Hsueh devolvió la mirada a Di sin parpadear.

—Ninguno lo es demasiado para mí. Dígame que vaya y lo haré. El magistrado ensayó una nueva sonrisa y empezó a notar una extraña excitación.

—Al fin y al cabo, la señora Yang es una gran protectora del budismo. Y usted es monje y erudito.

—En efecto. Y ella también es una mujer hermosa de cierta edad —añadió Hsueh con una sonrisa de complicidad—. Y yo también soy un proveedor de los cosméticos más refinados de éste o de cualquier imperio.

—Mmm… —Di hizo una buena imitación del murmullo del monje y ambos se echaron a reír.

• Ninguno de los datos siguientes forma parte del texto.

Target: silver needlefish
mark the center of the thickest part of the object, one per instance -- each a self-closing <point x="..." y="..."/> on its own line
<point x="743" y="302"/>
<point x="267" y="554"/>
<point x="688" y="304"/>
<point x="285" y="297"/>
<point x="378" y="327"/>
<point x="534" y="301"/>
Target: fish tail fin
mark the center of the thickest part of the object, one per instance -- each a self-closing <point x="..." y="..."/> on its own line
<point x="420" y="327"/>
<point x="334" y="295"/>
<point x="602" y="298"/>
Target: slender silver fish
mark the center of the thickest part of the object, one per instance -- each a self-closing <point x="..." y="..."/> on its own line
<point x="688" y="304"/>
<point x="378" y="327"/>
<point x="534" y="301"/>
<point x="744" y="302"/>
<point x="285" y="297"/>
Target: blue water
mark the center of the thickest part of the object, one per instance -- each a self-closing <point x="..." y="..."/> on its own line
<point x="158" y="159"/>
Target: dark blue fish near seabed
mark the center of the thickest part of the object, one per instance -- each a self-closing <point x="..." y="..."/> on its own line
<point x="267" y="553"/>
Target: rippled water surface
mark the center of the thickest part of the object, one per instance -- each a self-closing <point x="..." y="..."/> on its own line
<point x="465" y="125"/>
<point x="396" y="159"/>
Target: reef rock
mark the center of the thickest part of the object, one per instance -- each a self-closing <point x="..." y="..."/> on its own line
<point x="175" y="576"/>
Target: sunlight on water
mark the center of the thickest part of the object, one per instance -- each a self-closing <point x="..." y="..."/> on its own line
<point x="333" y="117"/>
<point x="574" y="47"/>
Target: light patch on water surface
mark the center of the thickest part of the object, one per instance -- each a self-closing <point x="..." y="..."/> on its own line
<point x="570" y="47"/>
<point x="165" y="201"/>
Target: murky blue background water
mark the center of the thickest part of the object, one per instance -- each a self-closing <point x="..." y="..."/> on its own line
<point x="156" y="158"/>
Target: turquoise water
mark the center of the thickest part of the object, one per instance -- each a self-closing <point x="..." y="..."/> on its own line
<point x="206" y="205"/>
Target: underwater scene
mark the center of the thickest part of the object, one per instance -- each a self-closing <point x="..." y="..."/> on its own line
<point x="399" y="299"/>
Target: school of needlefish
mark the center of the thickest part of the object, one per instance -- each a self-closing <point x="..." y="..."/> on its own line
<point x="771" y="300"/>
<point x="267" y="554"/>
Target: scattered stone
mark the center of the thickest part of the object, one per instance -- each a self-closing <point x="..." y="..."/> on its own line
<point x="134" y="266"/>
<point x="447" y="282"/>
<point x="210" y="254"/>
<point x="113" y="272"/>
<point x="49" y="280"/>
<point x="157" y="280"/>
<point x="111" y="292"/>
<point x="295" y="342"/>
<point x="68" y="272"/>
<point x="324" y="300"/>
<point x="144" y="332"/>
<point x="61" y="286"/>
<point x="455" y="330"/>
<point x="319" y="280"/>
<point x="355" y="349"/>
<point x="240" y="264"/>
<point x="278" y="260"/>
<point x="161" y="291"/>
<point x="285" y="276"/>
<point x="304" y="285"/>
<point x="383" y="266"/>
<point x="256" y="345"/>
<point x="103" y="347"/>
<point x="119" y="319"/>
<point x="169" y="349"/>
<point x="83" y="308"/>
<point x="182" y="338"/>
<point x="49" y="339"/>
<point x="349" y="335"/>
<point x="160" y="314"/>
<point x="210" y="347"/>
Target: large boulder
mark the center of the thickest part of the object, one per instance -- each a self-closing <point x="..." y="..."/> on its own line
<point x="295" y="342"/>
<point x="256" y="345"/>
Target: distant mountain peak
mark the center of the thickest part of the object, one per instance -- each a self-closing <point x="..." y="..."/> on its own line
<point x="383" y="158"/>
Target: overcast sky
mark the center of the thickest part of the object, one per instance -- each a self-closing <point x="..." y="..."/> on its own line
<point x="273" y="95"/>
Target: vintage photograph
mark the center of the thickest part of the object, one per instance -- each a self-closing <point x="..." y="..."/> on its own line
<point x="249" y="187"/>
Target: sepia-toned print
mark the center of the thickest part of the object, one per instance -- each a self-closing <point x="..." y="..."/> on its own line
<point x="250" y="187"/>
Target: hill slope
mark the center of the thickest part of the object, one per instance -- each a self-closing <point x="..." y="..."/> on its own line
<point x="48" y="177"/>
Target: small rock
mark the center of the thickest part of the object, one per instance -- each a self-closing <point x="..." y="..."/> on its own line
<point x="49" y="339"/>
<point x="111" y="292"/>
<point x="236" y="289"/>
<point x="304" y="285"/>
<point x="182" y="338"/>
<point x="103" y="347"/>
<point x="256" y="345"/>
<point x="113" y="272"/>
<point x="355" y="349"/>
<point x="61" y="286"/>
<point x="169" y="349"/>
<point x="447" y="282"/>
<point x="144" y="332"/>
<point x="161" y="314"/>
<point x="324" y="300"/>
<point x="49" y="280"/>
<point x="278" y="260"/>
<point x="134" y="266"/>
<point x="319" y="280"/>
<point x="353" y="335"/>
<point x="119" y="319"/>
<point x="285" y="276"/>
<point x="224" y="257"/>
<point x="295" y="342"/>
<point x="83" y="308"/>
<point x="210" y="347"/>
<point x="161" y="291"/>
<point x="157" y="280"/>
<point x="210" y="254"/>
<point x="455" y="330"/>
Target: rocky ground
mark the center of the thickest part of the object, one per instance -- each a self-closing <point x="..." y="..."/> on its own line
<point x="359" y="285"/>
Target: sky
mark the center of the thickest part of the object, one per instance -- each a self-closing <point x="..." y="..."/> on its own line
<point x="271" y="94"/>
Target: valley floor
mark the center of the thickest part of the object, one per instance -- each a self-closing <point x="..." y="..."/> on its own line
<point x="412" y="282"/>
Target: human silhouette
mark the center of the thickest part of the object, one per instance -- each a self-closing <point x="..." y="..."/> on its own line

—Amigo Di —dijo entonces el monje—, ¿sabía que hace muchos años la primogénita de la emperatriz Wu, una niña de apenas diez días, fue encontrada muerta en la cuna?

Di lo miró un instante; después, movió la cabeza.

—No. Me niego a pensarlo siquiera, Hsueh. Sería… sería sencillamente imposible.

Hsueh se encogió de hombros.

—Yo no hago más que ofrecerle la información.

—No —repitió Di con firmeza, tras reflexionar—. Es sencillamente imposible.